Seven Deadly Wastes: Transport
Going Faster: Issue 11
This week I want to revisit an idea I blogged about a while ago, and about which I’ve recently been speaking at a few conferences: the seven deadly wastes.
There are seven things that slow your software team down, and learning to conquer each of them is the key delivering faster.
The seven wastes come from the principle of of Lean Manufacturing, an idea with its origins in the Japanese car industry in the middle of the 20th century. That may seem a long way from the software industry of today, but the lessons are just as applicable to modern software development. By eliminating the seven wastes from your process, you’ll soon find your delivery times improve.

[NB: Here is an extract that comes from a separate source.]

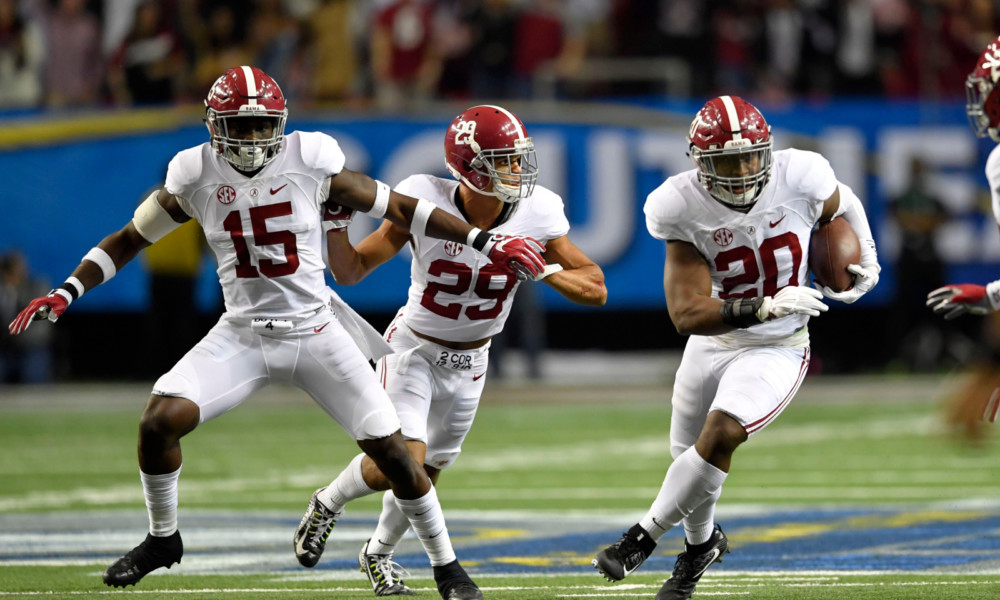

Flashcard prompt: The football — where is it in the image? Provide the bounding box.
[809,217,861,292]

The first of the seven is transport.
This is the movement of materials from one location to another. It’s not hard to see how this slows manufacturing — a factory split across two sites will obviously be difficult to run — but in software transport waste is generally harder to see.
Think in terms of hand-overs between teams. If your developers must pass work onto a test team (or individual), and it then moves to another person’s responsibility for acceptance or sign-off, and then again for release, you have transport waste. If you’ve ever engaged in “feature-tennis” — where an item is bounced back and forth between development and QA several times, then you’ve experienced severe transport waste.
One way to reduce handovers like that is to foster a spirit of collaboration. Encourage developers and testers to work together on a problem, and build a shared understanding of the solution.
Another form of transport waste comes from moving code around. Deployments, branching and merging are all forms of transport. Clearly some are necessary — you need to be able to deploy things — but reducing the cost of that deployment is vital. If it takes more than a few minutes then it will have a significant impact on your productivity.